SUMMARY

 

1. IL-2 receptor alpha chain (CD25) deficiency is an autosomal recessive form of SCID characterized by the following features:

- Combined immunodeficiency

- Lymphoproliferation

- Autoimmune disorders

 

2. While this disease has many clinical similarities to IPEX syndrome with regard to autoimmune manifestations, CD25 deficiency patients also have combined immunodeficiency which results in extensive infectious complications.

 

3. Patients typically present with invasive viral (CMV), bacterial and fungal infections typical of SCID. Lymphoproliferation manifests as lymphadenopathy and hepatosplenomegaly. Autoimmune features include severe autoimmune enteropathy with FTT, type I diabetes, autoimmune hemolytic anemia, and autoimmune neutropenia.

 

4. Laboratory studies reveal normal or reduced CD3 T cell numbers. CD25 surface expression is absent on resting and activated T cells. In vitro lymphocyte proliferation to mitogens is poor. Normal or elevated immunoglobulin levels are present. A variety of serum autoantibodies may be detected.

 

5. Small bowel biopsy reveals chronic inflammation and villous atrophy (similar to IPEX syndrome).

 

6. CD25 deficiency should be suspected in patients presenting with a SCID phenotype and severe autoimmune disease. CD25 surface expression on activated T cells will be absent. Sequencing of the IL2RA gene can confirm the diagnosis.

 

7. The differential diagnosis includes other types of SCID, Omenn syndrome, SCID with maternal engraftment, Wiskott-Aldrich syndrome, and IPEX syndrome.

 

8. Aggressive treatment of invasive infections is the mainstay of therapy. Standard precautions for SCID should be implemented including the following:

- Avoid all live viral vaccines

- Only irradiated, CMV negative blood products should be used (to prevent GVHD and infections)

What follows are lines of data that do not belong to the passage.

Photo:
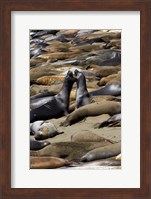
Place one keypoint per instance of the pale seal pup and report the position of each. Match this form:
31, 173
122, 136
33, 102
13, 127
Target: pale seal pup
43, 130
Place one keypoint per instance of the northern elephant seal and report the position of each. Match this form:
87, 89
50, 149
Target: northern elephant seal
54, 106
37, 145
43, 130
102, 152
94, 109
82, 95
47, 162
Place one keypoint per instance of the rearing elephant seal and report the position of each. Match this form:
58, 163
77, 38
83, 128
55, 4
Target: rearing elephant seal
54, 106
82, 95
94, 109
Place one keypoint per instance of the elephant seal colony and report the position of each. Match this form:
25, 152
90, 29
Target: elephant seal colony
75, 99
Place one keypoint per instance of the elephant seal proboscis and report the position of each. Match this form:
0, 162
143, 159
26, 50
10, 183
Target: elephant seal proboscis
94, 109
82, 95
54, 106
114, 120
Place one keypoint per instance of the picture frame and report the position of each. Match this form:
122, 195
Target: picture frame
5, 34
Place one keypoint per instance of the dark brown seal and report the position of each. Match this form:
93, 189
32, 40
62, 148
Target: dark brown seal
53, 106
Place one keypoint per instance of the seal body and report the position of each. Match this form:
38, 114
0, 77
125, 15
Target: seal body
47, 162
94, 109
102, 152
112, 121
37, 145
111, 89
54, 106
82, 95
45, 130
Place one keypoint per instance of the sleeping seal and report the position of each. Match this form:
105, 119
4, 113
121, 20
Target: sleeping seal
111, 89
82, 95
37, 145
102, 152
54, 106
94, 109
43, 130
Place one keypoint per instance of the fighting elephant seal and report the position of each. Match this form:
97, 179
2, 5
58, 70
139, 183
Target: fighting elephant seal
82, 95
54, 106
94, 109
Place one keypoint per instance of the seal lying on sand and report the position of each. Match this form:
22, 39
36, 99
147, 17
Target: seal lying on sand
47, 162
102, 152
82, 95
43, 130
111, 89
114, 120
95, 109
37, 145
54, 106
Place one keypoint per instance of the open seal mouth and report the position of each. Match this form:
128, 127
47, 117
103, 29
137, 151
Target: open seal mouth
76, 72
69, 74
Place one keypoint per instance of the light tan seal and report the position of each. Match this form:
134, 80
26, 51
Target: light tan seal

- Pneumocystis jiroveci prophylaxis with trimethoprim-sulfamethoxazole

- IVIG replacement therapy

 

9. Immunosuppressive therapies are required for treatment of autoimmune manifestations such as enteropathy. Supportive treatment with TPN may be required for patients with FTT secondary to enteropathy. HSCT is the only known curative therapy for patients.

 

 

 

                                                                                                                   

OVERVIEW

 

          IL-2 receptor alpha chain (CD25) deficiency is an autosomal recessive form of SCID characterized by the following features:

- Combined immunodeficiency

- Lymphoproliferation

- Autoimmune disorders

 

          CD25 is necessary for proper T cell proliferation in response to IL-2. It is also required for normal function of FOXP3+ T regulatory cells. While this disease has many clinical similarities to IPEX syndrome with regard to autoimmune manifestations, CD25 deficiency patients also have com

 

          Patients present with invasive viral (CMV), bacterial and fungal infections typical of SCID. Lymphoproliferation manifests as lymphadenopathy and hepatosplenomegaly. Autoimmune features include severe autoimmune enteropathy with FTT, type I diabetes, autoimmune hemolytic anemia, and autoimmune neutropenia.

 

          Laboratory studies reveal normal or reduced CD3 T cell numbers. CD25 surface expression is absent on resting and activated T cells. In vitro lymphocyte proliferation to mitogens is poor. Normal or elevated immunoglobulin levels are present. A variety of serum autoantibodies may be detected.

 

Small bowel biopsy reveals chronic inflammation and villous atrophy (similar to IPEX syndrome).

 

 

 

PATHOGENESIS

 

         The high affinity IL-2 receptor is composed of an alpha, beta, and gamma subunit (the beta and gamma chains together can form a low affinity IL-2 receptor). The beta and gamma chains are constitutively expressed on T cells but alpha chain expression is restricted to early T cell differentiation and activated mature T cells. The high affinity IL-2 receptor is necessary for proper T cell proliferation in response to IL-2 following stimulation of the T cell receptor.

 

          CD25 is also highly expressed on CD4+FOXP3+ T regulatory cells. These cells function to maintain peripheral tolerance by suppressing autoreactive T cells. CD25 is required for the proper function of T regulatory cells; this explains the increased incidence of autoimmunity found in patients with CD25 deficiency.

 

 

 

                                   

EVALUATION

 

CD25 deficiency should be suspected in patients presenting with a SCID phenotype and severe autoimmune disease. The differential diagnosis includes other forms of SCID, Omenn syndrome, SCID with maternal engraftment, Wiskott-Aldrich syndrome, and IPEX syndrome.

 

 

Step 1: Immune Evaluation

         

                      - CBC with Differential

- Lymphocyte subset enumeration by flow cytometry (CD3, CD4, CD8, CD19, CD16/56)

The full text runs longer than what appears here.